Un téléfilm (1) diffusé récemment sur nos antennes, avec Josiane Balasko dans le rôle de Françoise Dolto, nous a rendu le personnage plus familier, en l’accompagnant pas à pas dans son action en faveur des enfants. On suit Françoise Dolto dans son quotidien au contact des enfants malmenés par la vie, qu’elle tente de soigner en accordant de l’importance à la moindre de leurs paroles.Née dans une famille bourgeoise, à une époque où la place des femmes était à la maison, Françoise Dolto dut se battre, en particulier contre sa mère, pour faire accepter son projet d’études de médecine.
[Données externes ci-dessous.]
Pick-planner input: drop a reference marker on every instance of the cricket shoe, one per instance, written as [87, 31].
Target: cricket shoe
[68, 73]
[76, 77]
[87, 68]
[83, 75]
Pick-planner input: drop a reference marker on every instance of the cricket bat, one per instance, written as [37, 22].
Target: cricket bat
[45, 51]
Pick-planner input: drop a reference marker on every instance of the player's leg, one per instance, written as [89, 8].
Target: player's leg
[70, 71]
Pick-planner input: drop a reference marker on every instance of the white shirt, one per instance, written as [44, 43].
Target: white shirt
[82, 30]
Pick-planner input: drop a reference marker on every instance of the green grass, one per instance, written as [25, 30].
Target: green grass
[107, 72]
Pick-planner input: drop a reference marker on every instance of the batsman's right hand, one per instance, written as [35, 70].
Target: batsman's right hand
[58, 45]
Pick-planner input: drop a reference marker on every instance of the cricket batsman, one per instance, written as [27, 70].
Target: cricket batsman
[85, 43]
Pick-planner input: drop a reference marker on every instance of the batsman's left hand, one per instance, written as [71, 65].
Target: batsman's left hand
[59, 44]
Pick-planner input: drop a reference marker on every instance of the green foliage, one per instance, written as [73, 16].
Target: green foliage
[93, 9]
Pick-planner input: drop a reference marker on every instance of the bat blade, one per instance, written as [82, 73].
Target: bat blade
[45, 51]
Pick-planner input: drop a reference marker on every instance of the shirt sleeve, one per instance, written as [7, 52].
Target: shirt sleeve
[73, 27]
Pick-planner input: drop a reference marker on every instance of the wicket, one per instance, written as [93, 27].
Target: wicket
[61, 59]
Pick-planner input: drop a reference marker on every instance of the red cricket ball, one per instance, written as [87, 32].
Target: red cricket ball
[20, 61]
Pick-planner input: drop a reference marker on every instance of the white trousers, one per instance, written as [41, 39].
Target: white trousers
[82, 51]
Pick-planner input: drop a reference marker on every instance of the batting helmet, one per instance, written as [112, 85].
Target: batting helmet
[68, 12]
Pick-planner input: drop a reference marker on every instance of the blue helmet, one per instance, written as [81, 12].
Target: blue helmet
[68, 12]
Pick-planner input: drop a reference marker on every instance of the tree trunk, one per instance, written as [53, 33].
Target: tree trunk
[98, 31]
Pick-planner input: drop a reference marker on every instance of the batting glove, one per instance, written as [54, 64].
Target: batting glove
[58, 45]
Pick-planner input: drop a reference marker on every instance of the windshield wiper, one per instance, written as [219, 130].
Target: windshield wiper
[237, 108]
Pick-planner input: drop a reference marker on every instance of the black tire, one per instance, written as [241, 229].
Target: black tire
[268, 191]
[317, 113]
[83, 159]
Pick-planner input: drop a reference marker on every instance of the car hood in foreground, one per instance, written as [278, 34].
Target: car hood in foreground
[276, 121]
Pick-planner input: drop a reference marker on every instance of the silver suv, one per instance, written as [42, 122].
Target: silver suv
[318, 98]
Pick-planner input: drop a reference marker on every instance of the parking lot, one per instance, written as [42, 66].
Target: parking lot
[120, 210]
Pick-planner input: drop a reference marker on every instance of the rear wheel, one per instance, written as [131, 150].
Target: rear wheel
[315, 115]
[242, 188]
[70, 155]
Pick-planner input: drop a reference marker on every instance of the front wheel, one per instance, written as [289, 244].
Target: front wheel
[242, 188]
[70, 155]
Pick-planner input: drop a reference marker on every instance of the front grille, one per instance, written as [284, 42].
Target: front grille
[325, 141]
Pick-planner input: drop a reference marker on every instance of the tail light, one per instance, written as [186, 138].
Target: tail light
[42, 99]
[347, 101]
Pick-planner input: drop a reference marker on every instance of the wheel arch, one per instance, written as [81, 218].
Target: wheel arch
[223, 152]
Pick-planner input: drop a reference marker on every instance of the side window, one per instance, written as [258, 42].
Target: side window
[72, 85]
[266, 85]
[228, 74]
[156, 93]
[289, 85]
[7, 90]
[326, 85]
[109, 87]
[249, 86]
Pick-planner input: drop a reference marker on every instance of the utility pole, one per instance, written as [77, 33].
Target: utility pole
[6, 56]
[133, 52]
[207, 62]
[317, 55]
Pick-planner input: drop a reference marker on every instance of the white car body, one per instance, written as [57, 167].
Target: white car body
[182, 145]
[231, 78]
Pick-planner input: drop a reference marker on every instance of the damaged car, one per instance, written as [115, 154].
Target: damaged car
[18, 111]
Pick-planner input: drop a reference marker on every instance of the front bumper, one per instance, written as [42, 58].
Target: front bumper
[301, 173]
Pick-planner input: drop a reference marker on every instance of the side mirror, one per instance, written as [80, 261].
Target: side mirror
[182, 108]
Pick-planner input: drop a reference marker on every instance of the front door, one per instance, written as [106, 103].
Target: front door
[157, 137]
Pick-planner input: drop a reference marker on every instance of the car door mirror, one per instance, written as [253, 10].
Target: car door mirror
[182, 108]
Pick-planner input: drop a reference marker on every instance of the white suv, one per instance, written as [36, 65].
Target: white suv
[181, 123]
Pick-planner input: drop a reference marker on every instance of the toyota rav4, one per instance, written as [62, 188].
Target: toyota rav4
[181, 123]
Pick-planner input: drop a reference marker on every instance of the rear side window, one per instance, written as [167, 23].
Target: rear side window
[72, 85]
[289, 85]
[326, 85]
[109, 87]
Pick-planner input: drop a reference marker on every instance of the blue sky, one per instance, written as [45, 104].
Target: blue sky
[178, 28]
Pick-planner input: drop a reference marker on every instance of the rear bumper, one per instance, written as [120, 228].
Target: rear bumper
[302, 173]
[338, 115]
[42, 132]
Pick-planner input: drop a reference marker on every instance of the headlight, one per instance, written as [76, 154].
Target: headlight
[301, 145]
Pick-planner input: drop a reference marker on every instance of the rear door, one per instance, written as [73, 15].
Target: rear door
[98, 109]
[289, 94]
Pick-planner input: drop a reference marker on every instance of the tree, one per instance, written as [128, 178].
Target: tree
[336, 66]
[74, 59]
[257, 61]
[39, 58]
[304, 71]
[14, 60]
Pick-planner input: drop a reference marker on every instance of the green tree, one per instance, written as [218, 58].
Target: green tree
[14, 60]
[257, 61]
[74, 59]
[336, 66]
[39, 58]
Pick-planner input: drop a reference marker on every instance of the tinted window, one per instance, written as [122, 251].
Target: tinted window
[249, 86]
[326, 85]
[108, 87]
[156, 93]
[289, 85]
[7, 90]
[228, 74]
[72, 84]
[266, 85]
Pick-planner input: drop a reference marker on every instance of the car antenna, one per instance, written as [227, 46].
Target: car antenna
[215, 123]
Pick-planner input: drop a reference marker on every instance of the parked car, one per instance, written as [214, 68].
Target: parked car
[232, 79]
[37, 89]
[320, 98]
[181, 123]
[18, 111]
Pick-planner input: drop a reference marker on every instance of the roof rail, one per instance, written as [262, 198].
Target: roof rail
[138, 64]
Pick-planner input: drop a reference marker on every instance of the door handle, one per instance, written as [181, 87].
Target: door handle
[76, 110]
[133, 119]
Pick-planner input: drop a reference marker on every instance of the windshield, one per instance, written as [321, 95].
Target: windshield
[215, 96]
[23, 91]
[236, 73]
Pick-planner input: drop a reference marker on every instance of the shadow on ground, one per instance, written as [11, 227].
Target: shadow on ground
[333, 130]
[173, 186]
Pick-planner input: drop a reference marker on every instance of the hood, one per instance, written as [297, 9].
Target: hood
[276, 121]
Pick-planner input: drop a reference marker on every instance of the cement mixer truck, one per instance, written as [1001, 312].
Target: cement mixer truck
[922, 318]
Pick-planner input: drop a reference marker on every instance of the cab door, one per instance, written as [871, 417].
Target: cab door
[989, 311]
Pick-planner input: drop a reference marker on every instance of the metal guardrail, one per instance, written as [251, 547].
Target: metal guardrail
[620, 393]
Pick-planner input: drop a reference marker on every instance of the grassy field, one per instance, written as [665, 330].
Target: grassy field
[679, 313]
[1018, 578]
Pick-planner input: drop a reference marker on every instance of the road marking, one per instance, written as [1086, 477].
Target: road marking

Elle poursuivra ensuite sa formation par une thèse sur « Psychanalyse et Pédiatrie » et travaillera avec Jacques Lacan. Elle fut une des premières à considérer que la psychanalyse pouvait aussi s’appliquer aux enfants. Elle se fit connaître du grand public à la fin des années septante par son émission quotidienne sur France Inter « Lorsque l’enfant paraît ». Elle y répondait aux lettres des auditeurs, ce qui lui permit d’aller plus en profondeur dans ses réponses que dans des émissions en direct.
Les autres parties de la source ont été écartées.